Cantina Ceresa

Intervista a Cantina Ceresa a Pozzolengo, Lugana e non solo…

Intervista alla Cantina Ceresa della famiglia Conti.

Dove c’era un monastero oggi c’è una cantina

Oggi siamo in provincia di Brescia, a Pozzolengo, dove si trova la Cantina Ceresa. La sua storia è molto antica. I bisnonni dell’attuale proprietario, Massimo Conti, abitavano in un piccolo paese sui monti veronesi (Cerro veronese). La famiglia era numerosa, e decisero di mandare tre dei loro figli in cerca di fortuna. I tre fratelli cominciarono a lavorare agli inizi del ‘900 come mezzadri per conto un nobile, un conte, che possedeva anche un antico monastero costruito tra il  XIV e il XV secolo (l’azienda ad oggi si sviluppa  in una porzione di questo edificio).

Il nobile però aveva il vizio del gioco  ed a causa di ciò  perse tutta la sua ricchezza; l’unica cosa  che gli rimaneva era questo monastero che dovette “svendere”, ed è così  che gli avi  di Massimo acquistarono una parte di esso. Fino al 1986 nell’azienda agricola ci  si occupava sia del vino (si utilizzava una cantina interrata per vinificare, utilizzata anche dai monaci per produrre vino, adesso noi la usiamo come sala degustazioni)  che delle mucche e della produzione del latte).
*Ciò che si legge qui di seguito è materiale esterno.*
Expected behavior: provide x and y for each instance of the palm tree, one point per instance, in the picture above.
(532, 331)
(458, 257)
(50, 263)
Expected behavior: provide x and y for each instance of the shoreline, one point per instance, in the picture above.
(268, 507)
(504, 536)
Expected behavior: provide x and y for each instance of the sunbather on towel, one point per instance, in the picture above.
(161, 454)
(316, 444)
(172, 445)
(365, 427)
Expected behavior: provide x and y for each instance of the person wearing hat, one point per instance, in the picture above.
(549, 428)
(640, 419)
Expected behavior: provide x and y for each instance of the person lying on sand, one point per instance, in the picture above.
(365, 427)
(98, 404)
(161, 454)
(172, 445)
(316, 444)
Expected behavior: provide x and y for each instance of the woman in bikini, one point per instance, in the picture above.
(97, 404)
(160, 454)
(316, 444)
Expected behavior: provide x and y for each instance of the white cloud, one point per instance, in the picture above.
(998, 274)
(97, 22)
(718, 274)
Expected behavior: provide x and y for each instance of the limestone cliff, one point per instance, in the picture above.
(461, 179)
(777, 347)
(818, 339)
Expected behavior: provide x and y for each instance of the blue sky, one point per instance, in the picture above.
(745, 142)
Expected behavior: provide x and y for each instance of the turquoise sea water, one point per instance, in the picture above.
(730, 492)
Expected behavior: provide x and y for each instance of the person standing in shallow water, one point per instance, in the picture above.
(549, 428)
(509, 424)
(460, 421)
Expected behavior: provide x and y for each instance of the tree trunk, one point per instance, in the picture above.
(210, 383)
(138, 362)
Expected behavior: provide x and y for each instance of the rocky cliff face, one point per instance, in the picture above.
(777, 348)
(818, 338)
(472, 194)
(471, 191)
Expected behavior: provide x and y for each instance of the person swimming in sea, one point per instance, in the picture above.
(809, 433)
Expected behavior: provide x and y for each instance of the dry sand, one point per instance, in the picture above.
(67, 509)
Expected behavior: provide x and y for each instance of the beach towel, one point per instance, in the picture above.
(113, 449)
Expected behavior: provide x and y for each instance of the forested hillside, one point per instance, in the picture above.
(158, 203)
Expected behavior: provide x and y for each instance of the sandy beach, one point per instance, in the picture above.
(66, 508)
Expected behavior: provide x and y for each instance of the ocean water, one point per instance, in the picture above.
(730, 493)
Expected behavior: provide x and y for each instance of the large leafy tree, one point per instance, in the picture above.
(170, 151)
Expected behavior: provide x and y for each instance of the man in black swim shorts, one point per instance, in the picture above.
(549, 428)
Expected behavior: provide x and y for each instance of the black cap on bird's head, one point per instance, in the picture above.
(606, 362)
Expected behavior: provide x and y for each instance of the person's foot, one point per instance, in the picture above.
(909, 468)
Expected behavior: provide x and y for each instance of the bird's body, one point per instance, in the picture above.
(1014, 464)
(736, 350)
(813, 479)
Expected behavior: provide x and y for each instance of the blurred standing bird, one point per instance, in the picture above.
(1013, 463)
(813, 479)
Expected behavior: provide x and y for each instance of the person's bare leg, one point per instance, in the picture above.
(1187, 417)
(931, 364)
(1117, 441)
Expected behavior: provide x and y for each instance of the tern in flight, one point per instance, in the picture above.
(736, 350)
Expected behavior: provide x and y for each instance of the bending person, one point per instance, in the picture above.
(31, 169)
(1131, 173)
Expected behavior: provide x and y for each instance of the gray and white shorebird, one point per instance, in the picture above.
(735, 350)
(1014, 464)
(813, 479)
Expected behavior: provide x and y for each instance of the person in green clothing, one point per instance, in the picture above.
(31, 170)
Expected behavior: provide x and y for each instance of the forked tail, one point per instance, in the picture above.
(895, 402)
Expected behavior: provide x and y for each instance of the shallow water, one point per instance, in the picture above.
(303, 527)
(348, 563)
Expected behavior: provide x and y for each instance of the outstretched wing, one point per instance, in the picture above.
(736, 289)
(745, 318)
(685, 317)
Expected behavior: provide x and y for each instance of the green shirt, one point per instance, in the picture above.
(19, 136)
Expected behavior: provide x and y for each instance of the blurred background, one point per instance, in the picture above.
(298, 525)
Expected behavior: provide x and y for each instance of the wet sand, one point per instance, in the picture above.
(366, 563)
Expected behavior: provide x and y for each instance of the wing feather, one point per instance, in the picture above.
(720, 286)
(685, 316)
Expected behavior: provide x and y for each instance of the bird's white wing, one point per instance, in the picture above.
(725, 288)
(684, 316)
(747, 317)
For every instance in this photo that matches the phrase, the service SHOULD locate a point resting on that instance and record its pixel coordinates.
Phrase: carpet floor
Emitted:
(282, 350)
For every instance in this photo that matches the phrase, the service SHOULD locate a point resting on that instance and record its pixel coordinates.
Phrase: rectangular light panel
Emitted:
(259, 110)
Nel 1987, Andrea Conti, il papà di Massimo ha deciso di focalizzarsi solo sulle vigne e sul vino quindi vendette le mucche e dove prima c’era la stalla  costruì una nuova cantina. Vennero acquistati nuovo terreni, ad oggi possiedono circa 8 ettari di vigneti e 250 ulivi che utilizzano per produrre olio solo per uso familiare.

Massimo, essendo cresciuto tra le vigne, è sempre stato appassionato di questo mondo. Non ha iniziato subito a lavorare nell’azienda di famiglia ma  ha deciso di fare esperienze in altre cantine del nord Italia e  ha avuto la fortuna di partecipare ad una vendemmia in Brasile. Nel 2017 ha deciso di prendere in mano l’azienda del padre, ha portato un po’ di  innovazione non scostandosi mai però dalla tradizione e dagli insegnamenti paterni.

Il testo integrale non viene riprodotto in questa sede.